Samedi dernier, chacun a présenté un de ses livres préférés et a expliqué sa motivation pour le Village du Livre :
Frédérick : 1984 George Orwell – aime ce livre parce qu’il raconte la résistance contre une entreprise de ramollissement de l’esprit critique – Un village du livre c’est aussi un peu de résistance.
Eric : Monsieur Mouton André Pieyre de Mandiargues, Les choses Georges Perec, La-bas Huysmans – Les livres sont Les choses qui transportent Eric La-bas – Eric vit autour du livre depuis longtemps, il évite les rayonnages un peu trop balisés et leur préfère les chemins buissoneux qui mènent au village. 
Laurie : Sous les vents de Neptune Fred Vargas – « C’est un roman policier pour les gens qui ne lisent pas de romans policiers », Un roi sans divertissement Jean Giono – Une lecture que Laurie a apprécié durant ses études et qui est une source d’émerveillement chaque fois renouvelée – « Le village du livre parce ce que j’aime lire et que j’aime les associations » et aussi parce qu’elle le vaut bien !
Charlotte : Narcisse et Goldmund Hermann Hesse (Charlotte nous dit qu’elle aurait aussi pu apporter Siddharta du même auteur qu’elle apprecie également beaucoup) – Des lectures qui aident à faire des choix, par exemple choisir d’aimer la vie, choisir de se consacrer à sa passion. Des lectures qui ouvrent les yeux sur des richesses qui sont si proches et si accessibles si ont veut bien écouter son cœur – Charlotte a peut être découvert un trésor dans le village de son enfance.
Peggy : Au bonheur des Ogres Daniel Pennac – Les aventures d’un certain Monsieur Malaussène dans un Paris vivant et humain tel qu’il exista sûrement au temps des gamins photographiés par Doisneau – Développer de l’activité et de la vie au quotidien autour du livre, dans son village et aussi dans la Minoterie où elle habite, sont les principales motivations de Peggy.

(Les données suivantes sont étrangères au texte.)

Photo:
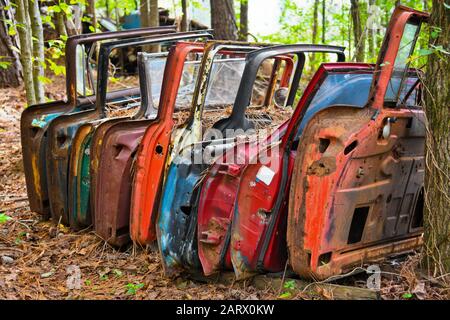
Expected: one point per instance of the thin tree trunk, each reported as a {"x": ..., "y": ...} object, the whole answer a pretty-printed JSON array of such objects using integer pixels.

Marielle : A la recherche du temps perdu Marcel proust – dont le résumé est un défi à la hauteur du sketch des Monty Python organisant un « Concours du meilleur résumé de Proust en 15 secondes ». « La réalité n’a de sens qu’à travers la
perception, réelle ou imaginaire qu’en a le sujet, » (commentaire trouvé sur wikipedia.com), ainsi la tentative de Proust inspire Marielle dans ses recherches artistiques autour des sens et de la perception – Marielle serait heureuse d’ouvrir son atelier à l’occasion d’événements ponctuels autour du livre dans son village.
Evelyne : Ensemble, c’est tout Anna gavalda – On attendait un roman policier, Evelyne choisit un livre qui lui fait du bien, « une source d’espoir et de réconfort », une saine alternative à la pharmacopée ! – Pour Evelyne, le village du livre c’est d’abord l’amour passionnel des livres (franchir le seuil d’une librairie peut provoquer chez elle des défaillances, passagères, du sens des priorités), et c’est aussi un hommage à l’amoureux d’Esquelbecq qu’était son papa.
Blandine : Un secret Philippe Grimbert – Le livre apporté par Blandine traite de la mémoire et de ces secrets qu’on ne peut pas cacher longtemps. C’est l’histoire d’un jeune homme qui découvre son appartenance à la communauté juive. Pour Blandine le livre à Esquelbecq ce n’est pas nouveau, les lecteurs du village elle les connaît déjà, alors participer au village du livre c’est une continuité naturelle.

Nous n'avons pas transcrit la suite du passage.